The importance of quality is reflected in the report's EFA Development Index (EDI), which measures the overall progress of 127 countries towards EFA. The Index is based on indicators for the four most measurable Dakar goals: universal primary education, adult literacy, education quality (using survival rate of pupils to grade 5 as a proxy) and gender parity.

According to the EDI, 41 countries are relatively close to achieving the goals. They comprise mainly industrialized and transition countries, but they also include such countries in the Latin America and the Caribbean region as Argentina, Cuba and Chile together with five small island states.

They are followed by another 51 countries, headed by Romania, Bulgaria and Costa Rica and including many of the Arab States and countries in Latin America, which are well on the way to achieving some of the goals, but are being held back by slow progress on others, notably quality.

Finally, a third group of 35 countries, 22 of them in sub-Saharan Africa, but also including the high population countries of Bangladesh, India and Pakistan, are

"very far from achieving the goals", with "multiple challenges to tackle simultaneously if EFA is to be assured."

The report provides a detailed analysis of the key factors influencing the quality of education, including financial and material resources for schools, the number of teachers and their training, core subjects, pedagogy, language, the amount of actual learning time, facilities and leadership.

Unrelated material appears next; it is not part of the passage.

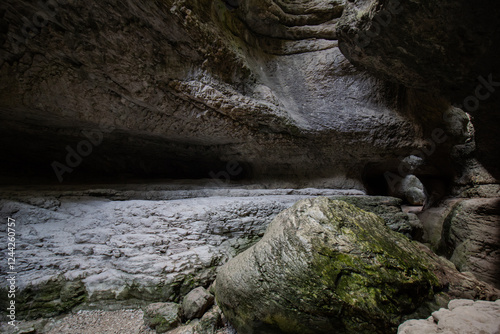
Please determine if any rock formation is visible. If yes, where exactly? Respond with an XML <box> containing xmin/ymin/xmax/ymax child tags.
<box><xmin>0</xmin><ymin>0</ymin><xmax>500</xmax><ymax>329</ymax></box>
<box><xmin>398</xmin><ymin>299</ymin><xmax>500</xmax><ymax>334</ymax></box>
<box><xmin>0</xmin><ymin>0</ymin><xmax>476</xmax><ymax>194</ymax></box>
<box><xmin>215</xmin><ymin>197</ymin><xmax>500</xmax><ymax>334</ymax></box>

There is a clear upward trend on many of these fronts. Education spending, for example, has increased over the past decade in many developing countries, and access to education continues to improve. But there are still 103.5 million out-of-school children, a figure that is declining too slowly to achieve universal primary education by 2015. The report also emphasizes that improved access has not been matched by an expansion of educational facilities and resources.

The Education for All Global Monitoring Report is prepared by an independent international team based at UNESCO Headquarters in Paris (France). It is part of the follow-up to the World Education Forum held in Dakar, Senegal, in April 2000, and benefits from the advice of an international editorial board. It is funded by UNESCO and a number of bilateral agencies.

Its findings will serve as the basis for discussions at the Fourth High-Level Group Meeting on Education for All (Brasilia, November 8-10). This small, flexible group comprising high-level leaders from governments and civil society in developing and developed countries, plus UN agencies and other international organizations, serves as a lever for political commitment and technical and financial resource mobilisation for EFA.

Informed by the Global Monitoring Report, it also provides an opportunity to hold the global community to account for commitments made at the Dakar Forum.

*Over 160 countries attending the World Education Forum (Dakar, Senegal, 2000) pledged to achieve by 2015:

1. wider access to early childhood care and education;

2. universal primary education;

3. improved youth and adult learning opportunities;

4. a 50 percent improvement in adult literacy rates;

5. gender equality;

6. an improvement in all aspects of the quality of education.

Quality is at the heart of education. It influences what students learn, how well they learn and what benefits they draw from their education.

The quest to ensure that students achieve decent learning outcomes and acquire values and skills that help them play a positive role in their societies is an issue on the policy agenda of nearly every country.

As many governments strive to expand basic education, they also face the challenge of ensuring that students stay in school long enough to acquire the knowledge they need to cope in a rapidly changing world.

Assessments show that this is not happening in many countries. This Report reviews research evidence on the multiple factors that determine quality, and maps out key policies for improving the teaching and learning process, especially in low-income countries. It monitors international assistance to education and progress towards the six goals of Education for All, to which over 160 countries committed themselves in 2000, at the World Education Forum.